Combating the opioid epidemic in rural areas using USDA grants and loans is an idea that was proposed last year by Rep. Cheri Bustos (D) of Illinois and Sen. Joe Donnelly (D) of Indiana. Their bill, the Addiction Recovery for Rural Communities Act, outlined a strategy similar to what the USDA has adopted.
“There’s no doubt that we need to do more to help provide accessible treatment options for men and women struggling with addiction in small towns and rural communities across the heartland,” Representative Bustos said in a statement to Stateline.
It makes sense for the USDA to support rural health systems, since hospitals are often the economic backbone of rural communities, said Maggie Elehwany, government affairs and policy vice president for the National Rural Health Association, based in Kansas and Washington. “If you don’t have those, you don’t have a community.”
While Elehwany and other rural health advocates say the grants and loans will be helpful, they say it won’t solve the most dire health care challenges in rural areas, such as doctor shortages and low reimbursement rates.
Rural hospitals have money problems when their patients cannot afford to pay for services and reimbursement rates are low. Since 2010, 83 rural hospitals have closed, according to the Cecil G. Sheps Center for Health Services Research at the University of North Carolina at Chapel Hill. Ms.

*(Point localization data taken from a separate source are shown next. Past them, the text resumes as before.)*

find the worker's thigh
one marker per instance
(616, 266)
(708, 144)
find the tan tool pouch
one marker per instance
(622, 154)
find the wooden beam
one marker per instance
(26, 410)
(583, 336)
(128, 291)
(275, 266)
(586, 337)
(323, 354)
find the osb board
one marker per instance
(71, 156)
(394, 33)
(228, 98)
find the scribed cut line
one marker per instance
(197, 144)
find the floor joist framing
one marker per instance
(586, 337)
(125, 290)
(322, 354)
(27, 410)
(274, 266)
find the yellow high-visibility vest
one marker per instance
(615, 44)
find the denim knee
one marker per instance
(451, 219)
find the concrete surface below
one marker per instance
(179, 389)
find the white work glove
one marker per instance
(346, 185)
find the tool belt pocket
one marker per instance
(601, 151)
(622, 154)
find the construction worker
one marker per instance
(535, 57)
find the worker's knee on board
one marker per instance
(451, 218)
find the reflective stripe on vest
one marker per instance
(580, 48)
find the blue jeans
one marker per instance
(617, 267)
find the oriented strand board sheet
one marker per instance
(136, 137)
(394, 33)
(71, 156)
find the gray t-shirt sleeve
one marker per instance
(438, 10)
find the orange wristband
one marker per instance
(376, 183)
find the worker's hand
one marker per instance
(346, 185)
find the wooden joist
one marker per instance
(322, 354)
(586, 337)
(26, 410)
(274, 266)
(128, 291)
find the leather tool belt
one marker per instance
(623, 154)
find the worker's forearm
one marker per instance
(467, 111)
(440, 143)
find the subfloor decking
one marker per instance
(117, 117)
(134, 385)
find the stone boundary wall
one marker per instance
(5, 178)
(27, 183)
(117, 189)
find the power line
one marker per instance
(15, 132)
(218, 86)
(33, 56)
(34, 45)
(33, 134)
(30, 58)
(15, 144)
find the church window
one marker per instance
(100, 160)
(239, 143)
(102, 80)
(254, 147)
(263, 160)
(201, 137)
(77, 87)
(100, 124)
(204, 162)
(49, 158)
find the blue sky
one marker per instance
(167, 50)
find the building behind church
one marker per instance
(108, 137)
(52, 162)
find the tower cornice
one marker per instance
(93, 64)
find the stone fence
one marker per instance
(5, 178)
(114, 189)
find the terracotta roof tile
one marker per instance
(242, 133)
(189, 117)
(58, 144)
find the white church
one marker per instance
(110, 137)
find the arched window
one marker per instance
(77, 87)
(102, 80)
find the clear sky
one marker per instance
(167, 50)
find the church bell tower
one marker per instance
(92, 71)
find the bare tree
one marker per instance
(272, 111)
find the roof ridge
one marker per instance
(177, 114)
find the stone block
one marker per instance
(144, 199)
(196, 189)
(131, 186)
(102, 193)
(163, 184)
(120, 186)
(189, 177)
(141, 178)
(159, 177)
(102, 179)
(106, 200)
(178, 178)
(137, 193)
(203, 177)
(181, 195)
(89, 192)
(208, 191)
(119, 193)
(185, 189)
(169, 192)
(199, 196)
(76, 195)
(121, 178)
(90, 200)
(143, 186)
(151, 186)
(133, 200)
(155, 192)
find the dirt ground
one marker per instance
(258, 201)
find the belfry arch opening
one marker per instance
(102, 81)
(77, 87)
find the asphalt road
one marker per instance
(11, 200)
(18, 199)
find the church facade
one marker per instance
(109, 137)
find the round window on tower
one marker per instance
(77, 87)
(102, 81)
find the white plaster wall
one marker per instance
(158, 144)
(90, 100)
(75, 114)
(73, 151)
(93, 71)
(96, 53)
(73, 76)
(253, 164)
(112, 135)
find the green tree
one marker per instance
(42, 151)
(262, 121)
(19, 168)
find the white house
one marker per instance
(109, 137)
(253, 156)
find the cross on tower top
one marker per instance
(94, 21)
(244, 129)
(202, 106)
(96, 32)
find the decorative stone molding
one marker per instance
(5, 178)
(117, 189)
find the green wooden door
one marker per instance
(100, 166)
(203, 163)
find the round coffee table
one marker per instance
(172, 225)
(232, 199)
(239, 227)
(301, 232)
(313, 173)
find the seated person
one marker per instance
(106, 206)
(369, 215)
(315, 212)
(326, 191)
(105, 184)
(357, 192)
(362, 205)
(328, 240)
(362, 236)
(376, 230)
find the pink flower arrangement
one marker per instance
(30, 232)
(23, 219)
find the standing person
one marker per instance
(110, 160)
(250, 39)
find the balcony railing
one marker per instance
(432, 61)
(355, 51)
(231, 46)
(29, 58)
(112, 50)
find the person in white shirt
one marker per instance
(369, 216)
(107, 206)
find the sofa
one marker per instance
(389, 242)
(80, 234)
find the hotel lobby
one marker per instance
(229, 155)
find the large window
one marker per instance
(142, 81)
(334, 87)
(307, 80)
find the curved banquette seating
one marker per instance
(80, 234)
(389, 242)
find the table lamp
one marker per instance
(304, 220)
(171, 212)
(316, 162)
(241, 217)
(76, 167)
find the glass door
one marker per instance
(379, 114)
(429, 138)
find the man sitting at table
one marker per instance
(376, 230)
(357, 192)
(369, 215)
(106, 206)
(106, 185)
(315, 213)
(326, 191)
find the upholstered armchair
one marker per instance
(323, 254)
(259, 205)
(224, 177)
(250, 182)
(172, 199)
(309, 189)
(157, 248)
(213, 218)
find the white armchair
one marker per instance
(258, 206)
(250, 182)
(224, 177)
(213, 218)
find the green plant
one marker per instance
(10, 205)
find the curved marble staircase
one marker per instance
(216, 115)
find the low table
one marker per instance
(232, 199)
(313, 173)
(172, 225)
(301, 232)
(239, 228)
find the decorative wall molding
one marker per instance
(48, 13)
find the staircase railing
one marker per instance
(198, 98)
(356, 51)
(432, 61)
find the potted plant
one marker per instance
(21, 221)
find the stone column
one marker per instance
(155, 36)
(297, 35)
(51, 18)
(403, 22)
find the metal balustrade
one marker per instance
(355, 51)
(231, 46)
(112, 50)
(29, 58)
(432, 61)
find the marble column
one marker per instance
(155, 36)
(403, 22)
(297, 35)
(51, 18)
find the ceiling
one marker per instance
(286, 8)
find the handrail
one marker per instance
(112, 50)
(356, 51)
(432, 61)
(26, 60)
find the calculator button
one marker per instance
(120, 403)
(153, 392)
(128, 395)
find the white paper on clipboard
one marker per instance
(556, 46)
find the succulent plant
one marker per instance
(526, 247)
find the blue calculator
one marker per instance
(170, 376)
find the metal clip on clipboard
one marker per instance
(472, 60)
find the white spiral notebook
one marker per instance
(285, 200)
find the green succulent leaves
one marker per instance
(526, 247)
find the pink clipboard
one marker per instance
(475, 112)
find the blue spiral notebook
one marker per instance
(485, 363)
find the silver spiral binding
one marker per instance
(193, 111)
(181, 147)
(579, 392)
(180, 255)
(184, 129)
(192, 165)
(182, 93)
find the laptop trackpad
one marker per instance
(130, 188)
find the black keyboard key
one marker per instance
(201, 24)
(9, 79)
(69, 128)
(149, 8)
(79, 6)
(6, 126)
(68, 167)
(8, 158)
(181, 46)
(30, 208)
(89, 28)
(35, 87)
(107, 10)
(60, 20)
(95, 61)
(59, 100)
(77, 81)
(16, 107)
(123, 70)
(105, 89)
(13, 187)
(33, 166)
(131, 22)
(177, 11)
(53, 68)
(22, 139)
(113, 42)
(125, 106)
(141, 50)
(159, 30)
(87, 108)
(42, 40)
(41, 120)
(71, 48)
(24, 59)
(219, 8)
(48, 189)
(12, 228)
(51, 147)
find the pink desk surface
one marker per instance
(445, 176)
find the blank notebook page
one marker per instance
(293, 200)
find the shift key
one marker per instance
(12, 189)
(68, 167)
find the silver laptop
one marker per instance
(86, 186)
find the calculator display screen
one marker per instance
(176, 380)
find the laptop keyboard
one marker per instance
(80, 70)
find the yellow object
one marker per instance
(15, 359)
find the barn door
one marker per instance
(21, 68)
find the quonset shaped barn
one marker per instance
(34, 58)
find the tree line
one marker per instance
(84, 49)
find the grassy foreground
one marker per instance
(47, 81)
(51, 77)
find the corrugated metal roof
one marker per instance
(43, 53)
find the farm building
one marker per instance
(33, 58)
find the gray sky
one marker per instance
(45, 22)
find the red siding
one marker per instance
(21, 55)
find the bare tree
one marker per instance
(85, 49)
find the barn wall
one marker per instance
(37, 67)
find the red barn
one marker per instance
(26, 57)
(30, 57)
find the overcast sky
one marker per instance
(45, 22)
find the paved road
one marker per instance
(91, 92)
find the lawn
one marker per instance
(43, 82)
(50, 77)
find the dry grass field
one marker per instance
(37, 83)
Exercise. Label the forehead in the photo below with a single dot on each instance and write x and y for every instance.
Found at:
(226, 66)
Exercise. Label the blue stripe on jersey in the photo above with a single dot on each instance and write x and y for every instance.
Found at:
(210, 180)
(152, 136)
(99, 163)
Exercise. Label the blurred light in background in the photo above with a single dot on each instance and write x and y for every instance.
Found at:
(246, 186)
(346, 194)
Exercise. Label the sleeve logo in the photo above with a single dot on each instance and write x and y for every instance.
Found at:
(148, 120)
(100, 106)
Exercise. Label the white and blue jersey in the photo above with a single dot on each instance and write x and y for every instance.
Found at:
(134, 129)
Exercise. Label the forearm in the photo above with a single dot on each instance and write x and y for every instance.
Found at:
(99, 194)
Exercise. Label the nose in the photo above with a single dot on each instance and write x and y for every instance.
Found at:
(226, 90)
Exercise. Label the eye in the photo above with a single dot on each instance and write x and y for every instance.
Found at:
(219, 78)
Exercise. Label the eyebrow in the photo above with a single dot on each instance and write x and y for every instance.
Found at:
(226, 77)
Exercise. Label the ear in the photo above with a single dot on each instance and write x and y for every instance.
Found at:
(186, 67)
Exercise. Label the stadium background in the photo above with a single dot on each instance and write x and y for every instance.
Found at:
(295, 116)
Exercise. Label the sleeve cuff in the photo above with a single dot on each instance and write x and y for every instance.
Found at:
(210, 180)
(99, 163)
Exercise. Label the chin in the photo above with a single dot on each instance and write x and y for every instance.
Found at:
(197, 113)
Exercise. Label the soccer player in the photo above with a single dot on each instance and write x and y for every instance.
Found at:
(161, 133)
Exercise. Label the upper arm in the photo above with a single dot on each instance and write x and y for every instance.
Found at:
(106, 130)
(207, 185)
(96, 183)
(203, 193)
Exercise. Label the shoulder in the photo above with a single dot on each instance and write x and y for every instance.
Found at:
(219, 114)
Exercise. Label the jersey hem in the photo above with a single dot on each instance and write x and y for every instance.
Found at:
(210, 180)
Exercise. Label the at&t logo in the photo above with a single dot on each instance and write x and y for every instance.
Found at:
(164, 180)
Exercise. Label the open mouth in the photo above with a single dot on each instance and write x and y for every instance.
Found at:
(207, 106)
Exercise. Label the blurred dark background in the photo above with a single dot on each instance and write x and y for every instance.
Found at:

Elehwany wants the farm bill to directly support struggling rural hospitals.
Meanwhile, the shortages and the low reimbursement rates are putting a strain on community health centers, which are seeing an increase in demand for substance abuse disorder services, according to officials at the National Association of Community Health Centers.
Patients receiving treatment for opioid misuse and other substance abuse disorders at health centers more than tripled from 2010 to 2016, from about 98,000 to about 421,000, according to data collected by the National Association of Community Health Centers.
One-time grants are helpful, said Jennifer Taylor, a deputy director at the association, “but we are really thinking about this in a really long-term, sustainable way.”
A USDA grant that pays for telehealth technology would allow a clinic to start offering the service, Ms. Taylor said, but it wouldn’t provide the funding to keep the service going.
Mr. Taylor, who now works at the detox center, said his addiction started with alcohol and marijuana, then Percocet, then heroin. From age 13 to 31, he was in and out of detention centers as he committed various crimes: assaults, robberies, shoplifting, and probation violations. The motivation behind all those crimes, he said, was the need to get high.
“It was a hopeless desperation, you know?” he said. “I was desperate to get help, but I felt there was no help.”
In Delaware, overdose deaths are up more than 50 percent in a few years, from 229 in 2015 to 345 in 2017. The state has added new funding almost every year since 2014 for substance abuse or mental health, and has added residential treatment, sober living beds, outpatient treatment, and recovery response centers.
Gov. Jay Carney (D) is requesting $1.3 million in new funding for the upcoming budget year for 20 additional sober living beds and emergency room consultations.
Making sure that services are available in areas of need will save lives, said Cathy McKay, chief executive of Connections Community Support Programs, which runs the Harrington detox center under a state contract. The treatment center is open at all hours for a reason, Ms. McKay said.
“A lot of people, when they want treatment, it’s in the middle of the night,” McKay said. “A lot of times people think about that when they are in pain. If you don’t have a way to hop on that right away, a lot of times you lose them.”
This article was reported by Stateline, an initiative of the Pew Charitable Trusts.